Inverno de 2010: Luxembourg

Tamanho não é documento

Não é de admirar que o nome do país que possui a maior renda per capita do mundo comece por Lux. Luxemburgo, ou em francês, Luxembourg, é uma miniatura de país espremida entre a Alemanha, a Bélgica e a França e divide raízes culturais latinas e germânicas. Sua economia, contemporaneamente falando, se desenvolveu em torno da indústria siderúrgica. A empresa Acelor, líder mundial do setor, é luxemborguense (ou era, antes de ser vendida pro indiano Mittal). O país é um Grão Ducado trilíngue (francês, alemão e luxembourgois) e laico, apesar de ser predominantemente católico.

As origens da formação do país remontam ao século X, quando Sigfried, o Conde de Ardennes erigiu um forte no rochedo de Boch. O tal rochedo, uma ponta de pedra que despenca vertiginosamente em direção ao rio Alzette, que corre lá embaixo no fundo de uma garganta. Por causa de sua localização privilegiada, naturalmente defendida por um penhasco em três lados, o castelo tornou-se uma fortaleza inexpugnável. A cidade expandiu-se na direção do único lado do castelo que requeria a construção de muralhas para ser protegido. Luxembourg tornou-se uma espécie de oásis da engenharia militar durante a Idade Média, algo como o que hoje representa Barcelona ou Berlim para a arquitetura moderna.


Começando a visita

Como de habitude, fizemos um reconhecimento a pé. A cidade era agradável, mas logo descobrimos que também era cheia de altos e baixos e andar a pé era bem cansativo. O mapa que pegamos no Ofício de Turismo sugeria uma rota de passeio a pé, mas logo descobrimos que caminhos curtos não necessariamente significam caminhos fáceis. Muitas vezes dois pontos separados por uma pequena distância no mapa estavam a metros e metros de altura de diferença.

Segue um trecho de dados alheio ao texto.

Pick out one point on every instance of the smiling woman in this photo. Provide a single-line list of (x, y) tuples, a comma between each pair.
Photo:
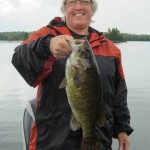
[(41, 61)]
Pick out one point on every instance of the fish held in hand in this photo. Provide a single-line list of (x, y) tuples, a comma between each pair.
[(84, 92)]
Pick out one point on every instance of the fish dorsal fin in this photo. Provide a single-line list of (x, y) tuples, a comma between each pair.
[(63, 83), (74, 123)]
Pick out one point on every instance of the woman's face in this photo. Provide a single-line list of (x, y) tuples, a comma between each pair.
[(78, 14)]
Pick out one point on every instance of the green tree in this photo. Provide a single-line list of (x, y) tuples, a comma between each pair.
[(115, 35)]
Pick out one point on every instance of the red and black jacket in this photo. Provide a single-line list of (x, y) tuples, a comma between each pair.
[(35, 63)]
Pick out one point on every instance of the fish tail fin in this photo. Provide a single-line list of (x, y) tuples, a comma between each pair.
[(90, 144)]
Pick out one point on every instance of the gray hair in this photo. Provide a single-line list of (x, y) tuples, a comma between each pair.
[(94, 7)]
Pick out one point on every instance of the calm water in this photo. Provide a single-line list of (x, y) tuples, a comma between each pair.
[(14, 93)]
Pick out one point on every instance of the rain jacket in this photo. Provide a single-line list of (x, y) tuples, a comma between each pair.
[(38, 67)]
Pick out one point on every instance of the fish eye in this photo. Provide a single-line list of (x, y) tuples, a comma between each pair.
[(82, 54)]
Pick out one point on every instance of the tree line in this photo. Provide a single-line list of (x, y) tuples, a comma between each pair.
[(116, 36), (14, 36), (112, 34)]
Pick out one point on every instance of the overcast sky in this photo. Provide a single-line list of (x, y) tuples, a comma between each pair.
[(129, 16)]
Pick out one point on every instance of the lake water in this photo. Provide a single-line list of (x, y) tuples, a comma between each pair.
[(14, 93)]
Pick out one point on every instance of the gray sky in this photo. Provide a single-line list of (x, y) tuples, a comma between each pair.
[(129, 16)]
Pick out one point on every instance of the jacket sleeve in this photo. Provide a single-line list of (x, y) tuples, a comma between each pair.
[(120, 111), (33, 59)]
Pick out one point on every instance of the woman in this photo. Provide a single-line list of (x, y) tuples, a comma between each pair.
[(41, 62)]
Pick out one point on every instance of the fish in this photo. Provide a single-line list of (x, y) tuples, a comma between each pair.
[(84, 92)]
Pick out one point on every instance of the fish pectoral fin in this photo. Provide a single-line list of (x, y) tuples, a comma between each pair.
[(63, 83), (101, 120), (77, 80), (74, 123)]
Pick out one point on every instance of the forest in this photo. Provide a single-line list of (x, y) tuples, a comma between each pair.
[(112, 34)]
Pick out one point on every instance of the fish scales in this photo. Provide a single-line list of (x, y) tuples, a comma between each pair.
[(84, 91)]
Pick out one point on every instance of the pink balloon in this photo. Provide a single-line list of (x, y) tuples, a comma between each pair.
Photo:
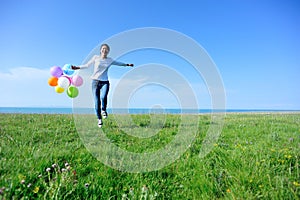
[(56, 71), (77, 80), (63, 82)]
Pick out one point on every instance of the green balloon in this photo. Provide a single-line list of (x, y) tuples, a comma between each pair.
[(72, 91)]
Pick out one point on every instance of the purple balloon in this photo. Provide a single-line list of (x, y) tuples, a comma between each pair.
[(56, 71)]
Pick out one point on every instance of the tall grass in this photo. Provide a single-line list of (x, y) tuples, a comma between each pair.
[(256, 157)]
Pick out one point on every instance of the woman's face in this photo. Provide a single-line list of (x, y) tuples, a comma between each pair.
[(104, 50)]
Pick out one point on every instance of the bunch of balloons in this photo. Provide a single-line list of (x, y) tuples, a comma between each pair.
[(65, 79)]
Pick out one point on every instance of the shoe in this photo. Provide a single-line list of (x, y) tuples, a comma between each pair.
[(104, 114), (100, 123)]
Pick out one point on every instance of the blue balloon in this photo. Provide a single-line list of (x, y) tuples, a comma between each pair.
[(67, 70)]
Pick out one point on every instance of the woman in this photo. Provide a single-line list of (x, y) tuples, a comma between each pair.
[(100, 82)]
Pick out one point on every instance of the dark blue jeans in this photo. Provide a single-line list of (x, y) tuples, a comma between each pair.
[(100, 91)]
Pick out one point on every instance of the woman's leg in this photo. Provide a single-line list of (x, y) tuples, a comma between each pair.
[(96, 94), (103, 95)]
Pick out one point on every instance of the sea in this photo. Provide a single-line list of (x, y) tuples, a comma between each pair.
[(59, 110)]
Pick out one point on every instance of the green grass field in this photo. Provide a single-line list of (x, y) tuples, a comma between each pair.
[(255, 157)]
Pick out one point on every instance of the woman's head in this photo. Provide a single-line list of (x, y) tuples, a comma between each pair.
[(104, 50)]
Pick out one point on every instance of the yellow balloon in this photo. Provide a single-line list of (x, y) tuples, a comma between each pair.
[(59, 89)]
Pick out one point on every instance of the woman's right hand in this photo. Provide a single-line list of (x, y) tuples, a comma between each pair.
[(74, 67)]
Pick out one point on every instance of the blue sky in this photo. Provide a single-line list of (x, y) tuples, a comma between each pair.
[(254, 44)]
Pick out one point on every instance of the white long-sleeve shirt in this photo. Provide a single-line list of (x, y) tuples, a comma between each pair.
[(101, 67)]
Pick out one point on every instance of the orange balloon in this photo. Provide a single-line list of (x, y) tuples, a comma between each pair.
[(52, 81), (59, 89)]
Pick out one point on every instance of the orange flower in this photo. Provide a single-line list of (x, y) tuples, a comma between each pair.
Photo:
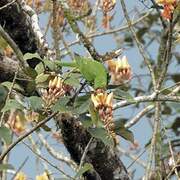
[(102, 99), (169, 6)]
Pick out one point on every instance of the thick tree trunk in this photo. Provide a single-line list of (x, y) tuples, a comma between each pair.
[(105, 160)]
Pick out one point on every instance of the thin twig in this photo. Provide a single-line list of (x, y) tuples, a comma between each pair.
[(167, 57), (18, 140), (136, 118), (9, 93), (20, 167), (173, 158), (123, 28), (51, 164), (133, 157), (85, 152), (149, 98), (55, 154), (138, 43), (159, 13), (13, 45)]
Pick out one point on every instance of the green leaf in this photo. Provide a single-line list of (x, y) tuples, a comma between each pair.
[(42, 78), (3, 95), (50, 64), (39, 68), (5, 134), (31, 87), (46, 128), (35, 103), (72, 81), (92, 71), (31, 56), (102, 134), (86, 121), (94, 115), (65, 64), (12, 104), (86, 167), (31, 72), (120, 94), (81, 104), (122, 131), (61, 105), (4, 167)]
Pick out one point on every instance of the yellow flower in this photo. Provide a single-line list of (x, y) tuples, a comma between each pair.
[(102, 99), (44, 176), (20, 176), (165, 1), (120, 70)]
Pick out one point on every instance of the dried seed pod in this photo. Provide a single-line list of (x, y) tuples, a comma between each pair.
[(56, 89), (168, 7)]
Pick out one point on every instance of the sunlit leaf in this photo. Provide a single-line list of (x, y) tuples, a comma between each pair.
[(31, 56), (92, 71), (81, 104), (102, 134), (42, 78), (39, 68), (61, 105)]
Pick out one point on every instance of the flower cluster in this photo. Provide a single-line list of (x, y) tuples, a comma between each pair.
[(20, 176), (56, 89), (107, 6), (18, 120), (78, 5), (120, 70), (37, 4), (168, 7), (103, 104)]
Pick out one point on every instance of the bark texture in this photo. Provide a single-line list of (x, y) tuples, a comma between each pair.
[(105, 161)]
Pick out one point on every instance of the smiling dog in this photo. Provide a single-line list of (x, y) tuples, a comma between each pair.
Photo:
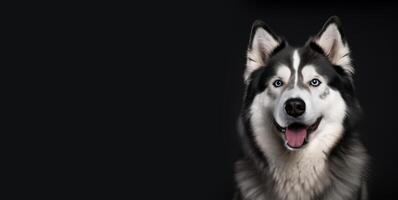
[(299, 119)]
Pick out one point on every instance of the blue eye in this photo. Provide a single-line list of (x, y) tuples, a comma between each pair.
[(277, 83), (315, 82)]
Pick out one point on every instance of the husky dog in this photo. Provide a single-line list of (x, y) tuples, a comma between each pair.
[(299, 118)]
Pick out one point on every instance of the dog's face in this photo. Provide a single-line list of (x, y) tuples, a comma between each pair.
[(298, 93)]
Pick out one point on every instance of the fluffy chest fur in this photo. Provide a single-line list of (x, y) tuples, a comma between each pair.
[(299, 175)]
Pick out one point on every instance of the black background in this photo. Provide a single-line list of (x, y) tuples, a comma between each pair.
[(182, 89)]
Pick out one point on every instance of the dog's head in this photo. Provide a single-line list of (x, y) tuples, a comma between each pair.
[(300, 94)]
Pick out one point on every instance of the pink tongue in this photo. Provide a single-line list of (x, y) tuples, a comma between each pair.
[(295, 138)]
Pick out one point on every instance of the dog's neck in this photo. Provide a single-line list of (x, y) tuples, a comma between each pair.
[(299, 173)]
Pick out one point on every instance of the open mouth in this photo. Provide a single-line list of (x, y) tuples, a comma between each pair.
[(296, 134)]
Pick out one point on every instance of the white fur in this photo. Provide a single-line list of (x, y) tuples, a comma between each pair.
[(296, 63), (300, 173), (338, 51), (262, 45)]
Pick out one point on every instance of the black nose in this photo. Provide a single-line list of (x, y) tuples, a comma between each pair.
[(295, 107)]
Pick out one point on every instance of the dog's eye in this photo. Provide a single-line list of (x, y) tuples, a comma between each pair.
[(277, 83), (315, 82)]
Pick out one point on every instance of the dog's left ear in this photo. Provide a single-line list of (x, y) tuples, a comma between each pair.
[(333, 44)]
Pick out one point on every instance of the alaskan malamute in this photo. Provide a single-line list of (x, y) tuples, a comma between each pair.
[(299, 119)]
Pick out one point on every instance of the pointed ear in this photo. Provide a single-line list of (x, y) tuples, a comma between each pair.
[(262, 43), (332, 42)]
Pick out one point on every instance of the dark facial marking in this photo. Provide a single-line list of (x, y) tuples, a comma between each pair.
[(324, 94)]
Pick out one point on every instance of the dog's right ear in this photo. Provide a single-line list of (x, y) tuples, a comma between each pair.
[(262, 43)]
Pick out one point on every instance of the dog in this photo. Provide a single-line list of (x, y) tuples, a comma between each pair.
[(298, 125)]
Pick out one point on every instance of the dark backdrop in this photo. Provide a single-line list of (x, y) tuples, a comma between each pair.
[(184, 80)]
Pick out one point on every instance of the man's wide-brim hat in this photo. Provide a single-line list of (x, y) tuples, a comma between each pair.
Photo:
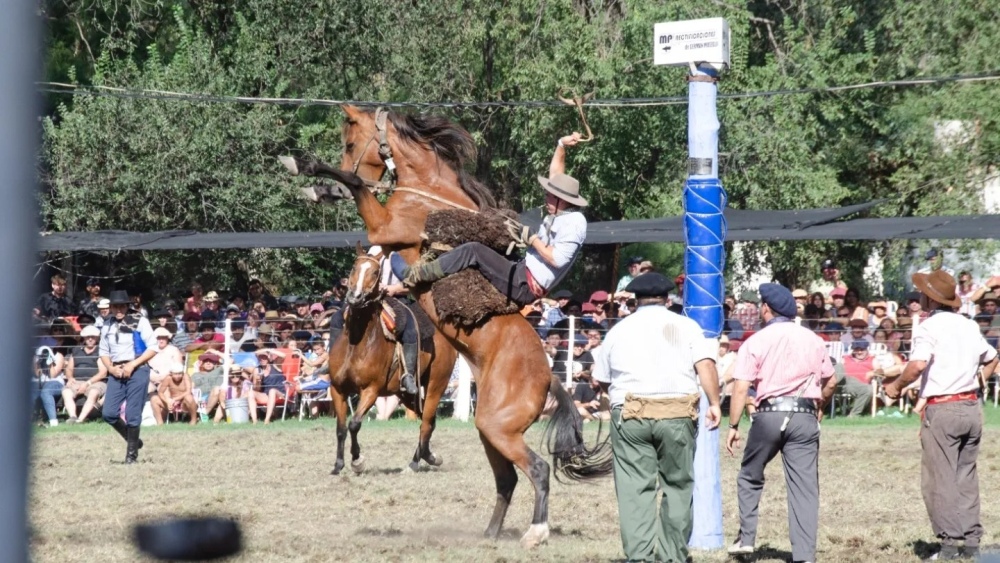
[(119, 297), (939, 286), (566, 188)]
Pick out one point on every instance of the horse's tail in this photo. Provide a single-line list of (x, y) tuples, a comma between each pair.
[(564, 437)]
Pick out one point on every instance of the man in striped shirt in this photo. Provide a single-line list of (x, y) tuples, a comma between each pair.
[(791, 370)]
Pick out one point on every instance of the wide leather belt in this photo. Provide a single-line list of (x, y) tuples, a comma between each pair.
[(787, 404)]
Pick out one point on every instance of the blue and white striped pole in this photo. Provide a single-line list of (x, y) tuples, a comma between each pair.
[(704, 287)]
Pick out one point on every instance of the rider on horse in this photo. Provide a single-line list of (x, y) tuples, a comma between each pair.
[(550, 253)]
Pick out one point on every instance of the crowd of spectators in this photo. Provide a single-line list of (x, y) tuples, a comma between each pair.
[(270, 336)]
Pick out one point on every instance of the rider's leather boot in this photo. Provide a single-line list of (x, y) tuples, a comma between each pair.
[(408, 381)]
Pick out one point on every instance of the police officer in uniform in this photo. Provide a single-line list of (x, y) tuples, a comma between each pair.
[(127, 343), (791, 370), (948, 350), (651, 364)]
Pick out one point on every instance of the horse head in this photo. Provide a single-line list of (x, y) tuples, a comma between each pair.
[(363, 285)]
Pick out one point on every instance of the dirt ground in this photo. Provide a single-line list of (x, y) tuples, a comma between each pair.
[(275, 480)]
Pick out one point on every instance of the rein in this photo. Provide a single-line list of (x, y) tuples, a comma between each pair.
[(385, 153)]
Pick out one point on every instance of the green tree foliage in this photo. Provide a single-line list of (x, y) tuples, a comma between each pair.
[(211, 166)]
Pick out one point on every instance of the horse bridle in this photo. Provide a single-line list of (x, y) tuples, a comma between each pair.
[(373, 296)]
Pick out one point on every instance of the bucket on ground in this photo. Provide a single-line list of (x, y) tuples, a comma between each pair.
[(237, 410)]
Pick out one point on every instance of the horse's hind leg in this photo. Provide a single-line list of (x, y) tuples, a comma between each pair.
[(506, 480), (340, 408)]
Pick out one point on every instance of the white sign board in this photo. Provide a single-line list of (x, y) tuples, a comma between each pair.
[(692, 41)]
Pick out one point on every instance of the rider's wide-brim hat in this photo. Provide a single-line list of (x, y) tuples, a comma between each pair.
[(939, 286), (566, 188)]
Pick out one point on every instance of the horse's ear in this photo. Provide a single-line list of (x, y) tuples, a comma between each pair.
[(352, 111)]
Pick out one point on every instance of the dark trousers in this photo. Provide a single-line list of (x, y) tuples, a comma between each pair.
[(132, 392), (948, 480), (799, 447), (510, 278)]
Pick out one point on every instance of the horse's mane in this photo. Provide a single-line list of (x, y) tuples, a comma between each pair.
[(451, 143)]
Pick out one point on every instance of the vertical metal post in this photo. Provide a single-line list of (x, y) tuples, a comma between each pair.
[(704, 287), (19, 129)]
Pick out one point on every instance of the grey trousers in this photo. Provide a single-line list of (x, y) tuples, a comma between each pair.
[(799, 447), (948, 480)]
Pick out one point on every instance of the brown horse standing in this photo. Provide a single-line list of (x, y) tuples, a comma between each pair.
[(366, 367), (513, 375)]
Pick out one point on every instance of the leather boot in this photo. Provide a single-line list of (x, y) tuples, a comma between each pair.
[(408, 381), (132, 449), (419, 273), (122, 430)]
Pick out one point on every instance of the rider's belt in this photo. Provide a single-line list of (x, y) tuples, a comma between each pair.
[(787, 404), (660, 408), (533, 286), (967, 396)]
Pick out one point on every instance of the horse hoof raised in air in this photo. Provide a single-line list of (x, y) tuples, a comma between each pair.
[(536, 535), (358, 465)]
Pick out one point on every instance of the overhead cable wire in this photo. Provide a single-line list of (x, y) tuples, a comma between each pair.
[(130, 93)]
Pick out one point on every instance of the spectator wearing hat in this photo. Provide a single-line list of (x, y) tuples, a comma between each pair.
[(948, 353), (85, 375), (857, 329), (238, 386), (550, 252), (175, 394), (650, 365), (208, 376), (268, 383), (935, 261), (195, 303), (633, 270), (791, 370), (208, 338), (55, 304), (126, 345), (88, 305), (858, 368), (166, 356), (747, 312)]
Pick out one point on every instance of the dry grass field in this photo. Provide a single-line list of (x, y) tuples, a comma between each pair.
[(275, 480)]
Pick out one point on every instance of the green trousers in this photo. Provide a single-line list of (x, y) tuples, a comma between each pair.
[(651, 455)]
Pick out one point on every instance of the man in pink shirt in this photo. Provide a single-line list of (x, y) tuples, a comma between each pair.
[(947, 353), (790, 367)]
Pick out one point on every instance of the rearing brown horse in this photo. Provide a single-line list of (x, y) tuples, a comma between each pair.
[(361, 362), (513, 375)]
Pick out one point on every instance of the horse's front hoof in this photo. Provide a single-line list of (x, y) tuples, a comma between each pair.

O nosso passeio começou pelo centro da cidade. Logo no início passamos pela frente do palácio grã-ducal, onde um sentinela fazia uma monótona rotina de trinta passos para um lado, meia-volta e trinta passos para o outro. O nosso passeio nos conduziu por ruas sinuosas no centro da cidade e em seguida ao fundo da garganta onde corre o rio Alzette. Passei a me pergunta se as escarpas de Berne eram realmente tão altas assim, pois olhando a cidade ali de baixo eu me sentia um anão. As pontes de Luxembourg, bem menos numerosas que as da capital suíça, também eram estonteantemente altas e longas.

Paramos para almoçar em um restaurante português. Luxembourg é a maior colônia de imigrantes portugueses na Europa. Aproveitei para falar um pouco a língua pátria, embora eu não entendesse um décimo do que os caras no bar falavam... Aliás, Luxembourg tem essas particularidade: 37% da população é estrangeira. O mais interessante é que apesar disso ela mantém sua identidade nacional e um dos indícios disso é a persistência na utilização da língua deles, mesmo pelos jovens (um jovem nos abordara mais cedo em luxembourgois).


Nem tudo são flores

A relação com a minha companheira de viagem já vinha se deteriorando, como vocês viram no último post. Devo dizer que a coisa piorou substancialmente em Luxembourg. Não foi gradualmente, foi de uma vez. Ela passava uma boa parte do tempo procurando McDonald's para usar a rede wifi de lá para enviar um trabalho que ela deveria entregar na volta às aulas. Eu não me importava, pois até me permitia descansar um pouco do ritmo frenético que ela queria impor ao passeio. Mas essas idas ao McDonalds ficaram cada vez mais frequentes e eu começava a me irritar.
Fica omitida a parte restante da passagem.